Johan Schalkwyk, an engineer at Google believes this is going to change in the next 1-2 years. He believes new machines will not only be able to properly comprehend human speech but also understand nuance and context. Siri engineers are currently working on technology that will engage in authentic conversation with the users and that this is the cutting edge of the research being carried. Tim Tuttle, who set up Expert Labs in Silicon Valley believes that speech recognition systems with human or better-than-human levels of accuracy will become commercialised in the not too distant future.
An example of where the technology is heading is that you are in a car with complex electronics on-board that can talk to your smartphone. You are driving towards belfast on the motorway and your fuel is running low. Your phone tells you you are low on fuel and you ask where the nearest station is. The phone knows your direction of travel through GPS and the surrounding location through maps. It may also know that you have a preference for a specific station and the VR software can react accordingly. Another example is you are sitting at home watching your TV and you want to know how to get to Ennis, you will be able to ask your TV and it will send the coordinates to the GPS system in your car. Basically as all our everyday devices become smarter and more interconnected through the net, the usability and effectiveness of voice recognition software will become more apparent. It may not quite be at the level of Jarvis from the Iron Man movies but it is certainly heading in that direction.
In cars and with Smart TVs the voice recognition interface is much more preferable than the traditional input devices. In cars this can be dangerous while driving and often the input system of TVs can be clunky and difficult to use. In the not too distant future I believe we will have smart houses which are operable in every room using VR technology. Simple things like turning on and off the lights, turning on the oven and changing the temperature in house will all be able to be done through voice commands.

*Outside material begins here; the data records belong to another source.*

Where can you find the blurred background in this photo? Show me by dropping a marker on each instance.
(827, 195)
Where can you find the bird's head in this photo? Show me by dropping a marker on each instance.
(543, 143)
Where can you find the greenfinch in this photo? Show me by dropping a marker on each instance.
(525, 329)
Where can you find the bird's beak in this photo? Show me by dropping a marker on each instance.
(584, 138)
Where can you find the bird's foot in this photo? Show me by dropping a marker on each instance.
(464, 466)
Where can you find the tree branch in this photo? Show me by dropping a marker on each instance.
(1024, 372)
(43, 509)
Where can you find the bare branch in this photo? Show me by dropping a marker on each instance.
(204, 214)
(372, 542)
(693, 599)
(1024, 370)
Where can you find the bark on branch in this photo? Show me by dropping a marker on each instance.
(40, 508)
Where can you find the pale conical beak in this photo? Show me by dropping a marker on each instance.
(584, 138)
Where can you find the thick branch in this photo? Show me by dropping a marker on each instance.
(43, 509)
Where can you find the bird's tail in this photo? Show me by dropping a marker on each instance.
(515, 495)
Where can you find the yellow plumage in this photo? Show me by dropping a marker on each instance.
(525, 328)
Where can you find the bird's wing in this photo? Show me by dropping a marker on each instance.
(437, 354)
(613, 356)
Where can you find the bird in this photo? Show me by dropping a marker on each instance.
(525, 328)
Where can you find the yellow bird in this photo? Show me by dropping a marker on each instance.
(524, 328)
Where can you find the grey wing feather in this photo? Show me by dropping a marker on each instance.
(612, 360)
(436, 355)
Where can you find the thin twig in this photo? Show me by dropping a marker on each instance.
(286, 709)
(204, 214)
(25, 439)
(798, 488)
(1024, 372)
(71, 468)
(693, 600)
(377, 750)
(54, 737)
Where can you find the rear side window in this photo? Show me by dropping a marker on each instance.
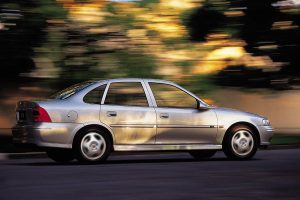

Machine learning matched with VR software will allow for further growth in the future for the technology. The accuracy and usability of the software will improve over time and this is an area that engineers are putting a lot of effort into.
Voice Recognition is probably most famous from science fiction. In Star Trek : “open the pod doors” etc but we have eventually got to a technological point where that has become or at least is becoming a reality. A lot of experts in the field believe that VR will upend the current computer interfaces. In call centres high level VR is being used to handle customer requests and directing them to the right department. It has even come so far as being able to identify irate customers and hand them over to a human immediately. Nuance is a leader in voice recognition software worldwide and it’s CEO sees the technology growing fast in the coming future.
From a technological standpoint Google have changed their methods of voice recognition from an older method called feed-forward neural networks to the more effective recurrent neural networks. This allows the system to store more information and process longer sequences of input from the user. Their goal is to have the most elegant system as system complexity can hinder longevity and long-term growth of the technology.
Schalkwyk says that 2 years ago voice recognition software could understand 3 out of 4 words of user input, today it is 12 out of 13 words and in the future he predicts we will live in a world without keyboards. This is quite a statement and one that personally I feel is excessive. There are many advantages keyboards have over voice which will not change. A big one is privacy, if you are in work and complaining to your friend about your boss it is quite unlikely that you will want to broadcast it to the whole office. Also with text input the way in which people construct sentences is very different to how they do in common speech. I can see voice recognition becoming more commonplace due to the advances in technology and the ease-of-use factor but I think at best it will be seen in tandem with more traditional input methods. That’s not to say that the advances in this technology are not exciting and will not lead to a new way in which people use ICT.